# New Addition Rottweiler x??



## stumpy (Dec 1, 2009)

Hi all

I am new to this site and wondered if any one had any views on what my newly adopted dog is, we adopted her 2 weeks ago from the dogs home and apparently she is a Rottweiler mix but what with to me she looks like she has Boxer in her but not sure.

Let me know what you think!


----------



## jcd (Nov 20, 2007)

Those eyes are definately boxer. I would say that is a perfect guess! Very cute dog
Now that i relook i may see some pit in there also?


----------



## AdrianVall (Sep 24, 2009)

Definitely has boxer in her. I was actually going to say boxer before I even read the thread.


----------



## Inga (Jun 16, 2007)

Seriously cute! Be careful not to over feed. With those hungry looking sweet eyes, it might be quite a challenge. lol Such a sweet looking girl.


----------



## stumpy (Dec 1, 2009)

I know she is soo cute with those big sad eyes!

She is surprisingly calm for a 5 month old pup, however she does have her moments with my 6 year old Rottweiler bitch who she harrasses to death lol

Someone has mentioned that they thought she also had some Stafforshire Bull Terrier in her so that is probably why you mentioned that you can see Pit, however being in the UK Pit Bulls are a banned breed (Dont know why they should just ban stupid dog owners!) so more likely Staff!!

I have never had a cross breed before only ever had pure Rotties 2 from breed specific rescues and my current one Holly (aged 6) is the only one i have had from a pup so it is nice to have a younger dog again even though my last rescue dog was only 2 when he passed away in August!
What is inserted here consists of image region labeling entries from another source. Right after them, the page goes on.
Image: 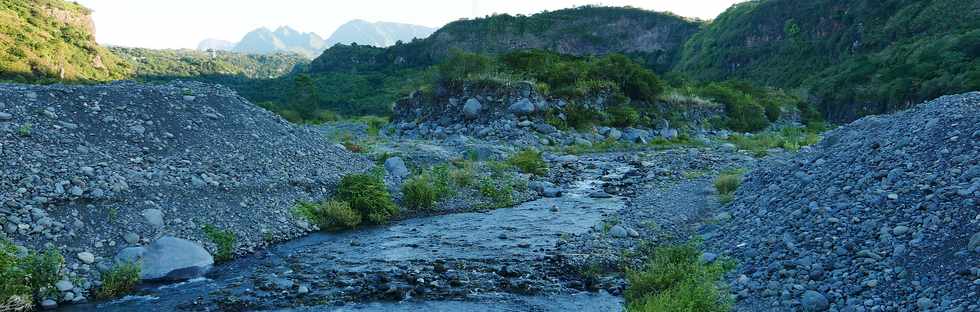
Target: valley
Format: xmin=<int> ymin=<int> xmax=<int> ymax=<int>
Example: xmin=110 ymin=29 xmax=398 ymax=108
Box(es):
xmin=0 ymin=0 xmax=980 ymax=312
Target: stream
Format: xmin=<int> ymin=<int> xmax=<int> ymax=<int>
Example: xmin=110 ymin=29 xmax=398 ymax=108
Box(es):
xmin=61 ymin=162 xmax=627 ymax=312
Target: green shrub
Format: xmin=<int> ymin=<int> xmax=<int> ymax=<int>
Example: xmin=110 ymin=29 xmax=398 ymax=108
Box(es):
xmin=607 ymin=105 xmax=640 ymax=128
xmin=336 ymin=174 xmax=398 ymax=224
xmin=203 ymin=224 xmax=238 ymax=261
xmin=507 ymin=149 xmax=548 ymax=176
xmin=95 ymin=263 xmax=140 ymax=299
xmin=293 ymin=200 xmax=361 ymax=231
xmin=480 ymin=179 xmax=514 ymax=208
xmin=625 ymin=243 xmax=733 ymax=312
xmin=402 ymin=176 xmax=438 ymax=210
xmin=0 ymin=237 xmax=65 ymax=311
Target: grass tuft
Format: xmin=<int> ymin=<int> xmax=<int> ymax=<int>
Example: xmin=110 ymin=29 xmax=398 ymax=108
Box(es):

Can you bellieve that she was a stray and no-one came forward for her she is sooo sweet and a pleasure to have!


----------



## RedyreRottweilers (Dec 17, 2006)

Oh my goodness, she is SO ADORABLE!!

I can see Boxer or Staffy bull in there too. Very cute. You must promise to share many more photos.


----------



## CrazyDog (Oct 16, 2007)

She sooooo ADORABLE! It sounds like she is a sweet heart too! You lucked out in finding her. 

I agree, I see Rottie and Boxer or Staffy.


----------



## MoonStr80 (Oct 9, 2006)

Too cute. Do I really have to tell you how cute your new pup is that photo is priceless  

Took couple gliese of your new pup others say prehaps have boxer I see a poorly bred Rottie however to cute for words to describe

I think she is a Rottweiler/Boxer mix you could google rottweiler & boxer mix see if they have the same similar looks what not


----------



## debpass (Oct 13, 2009)

What a cutie! I can't believe nobody came forward for her. Their loss is definately your gain Best of luck with your new addition


----------



## StarfishSaving (Nov 7, 2008)

Rott/boxer is my guess, too, and a beautiful mix at that! She's lovely


----------



## Jen D (Apr 23, 2007)

She is so cute! I see Boxer in there.


----------



## beavis175 (Jan 8, 2012)

Hi
I have just seen your picture of your new dog. She is the spitting image of my Boxer x Rottweiler! Ours is 2 years old and has bundles of energy


----------